Most businesses don’t have multi-million pound marketing budgets of course, but those who are imaginative and innovative can still prosper. If consumers are not buying the product, the vendor must find out why, and then create ways of overcoming the prospective purchaser’s objections – even if this means daring to sacrifice some established business practices.
I heard of a wonderful example of this last month in America, where the property market is in a similar state to the UK’s. A company with empty houses for sale hit on the idea of giving customers a ‘try before you buy’ option, allowing them to move in to a house for a trial week so they could be absolutely sure it met their needs.

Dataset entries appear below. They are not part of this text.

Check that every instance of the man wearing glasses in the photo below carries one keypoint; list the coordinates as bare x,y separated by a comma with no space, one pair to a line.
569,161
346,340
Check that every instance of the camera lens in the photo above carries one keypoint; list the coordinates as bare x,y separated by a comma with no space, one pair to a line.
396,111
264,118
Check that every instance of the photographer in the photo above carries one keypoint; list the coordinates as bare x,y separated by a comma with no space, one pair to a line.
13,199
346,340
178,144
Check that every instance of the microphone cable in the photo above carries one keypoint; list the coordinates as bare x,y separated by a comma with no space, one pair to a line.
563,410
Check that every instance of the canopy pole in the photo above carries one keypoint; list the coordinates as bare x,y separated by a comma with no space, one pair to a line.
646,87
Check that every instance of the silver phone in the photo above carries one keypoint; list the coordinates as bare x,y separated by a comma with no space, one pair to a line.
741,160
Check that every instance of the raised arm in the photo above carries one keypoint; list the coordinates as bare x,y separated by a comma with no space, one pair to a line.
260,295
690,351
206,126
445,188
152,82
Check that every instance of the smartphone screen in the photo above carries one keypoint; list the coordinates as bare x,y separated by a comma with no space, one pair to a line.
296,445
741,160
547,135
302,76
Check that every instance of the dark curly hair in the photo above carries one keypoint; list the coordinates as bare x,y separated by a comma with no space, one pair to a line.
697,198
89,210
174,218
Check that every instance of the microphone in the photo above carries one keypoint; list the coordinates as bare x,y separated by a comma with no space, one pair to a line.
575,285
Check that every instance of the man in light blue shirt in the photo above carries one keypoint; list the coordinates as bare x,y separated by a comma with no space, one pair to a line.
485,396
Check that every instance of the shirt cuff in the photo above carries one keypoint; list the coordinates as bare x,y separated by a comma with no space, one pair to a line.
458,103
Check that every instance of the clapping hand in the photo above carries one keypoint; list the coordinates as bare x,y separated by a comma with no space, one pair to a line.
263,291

Also in America, and in a similarly stricken market sector, Hyundai recognised that the fear of losing their jobs was stopping consumers from committing to lengthy finance agreements for new cars. The car maker responded by introducing a scheme that allows buyers to hand back their leased or financed vehicles if they lose their income within 12 months of purchase.
Hyundai’s subsequent television advertising thus had a different focus. In one spot the voiceover said: “We are introducing Hyundai Assurance to show you the faith we have in you … an automaker that’s got your back – isn’t that a nice change?” Another spot said: “This is a car commercial, but it isn’t about cars. It’s about the people who buy them. A decade ago Hyundai gave people confidence with America’s best warranty. Today we’re providing another kind of confidence. We’re all in this together, and we’ll all get through this together.”
Rousing stuff, which the Americans do so much better than us, but late last year one enterprising UK car dealer also came up with an inspired idea – a ‘buy one get one free’ promotion on the £20,000 Dodge Avenger SXT 2.4 (pictured). You probably heard about it, as the announcement generated huge media coverage and all available vehicles were snapped up – even though the cars had previously been offered for sale at half price and had struggled to find buyers. Dressing up the same offer in different clothes – better ones, for the dealer, as previously he would only move one unit and receive £10,000 while here he was moving two units to the same customer and getting £20,000 – attracted the media and the subsequent coverage meant he even saved on his marketing costs.
How does this apply to adult retail? Well the above ‘big ticket’ examples might not, but the imagination that went into their creation does.
Yes, retailers can cut their prices to attract consumers, but everyone is doing that. And it doesn’t seem to be working that well. Perhaps store owners’ efforts would be better spent in creating a unique promotion and then telling the world about it through their advertising. The media loves an unusual story, particularly if it can be filed under ‘good news’ in the current climate.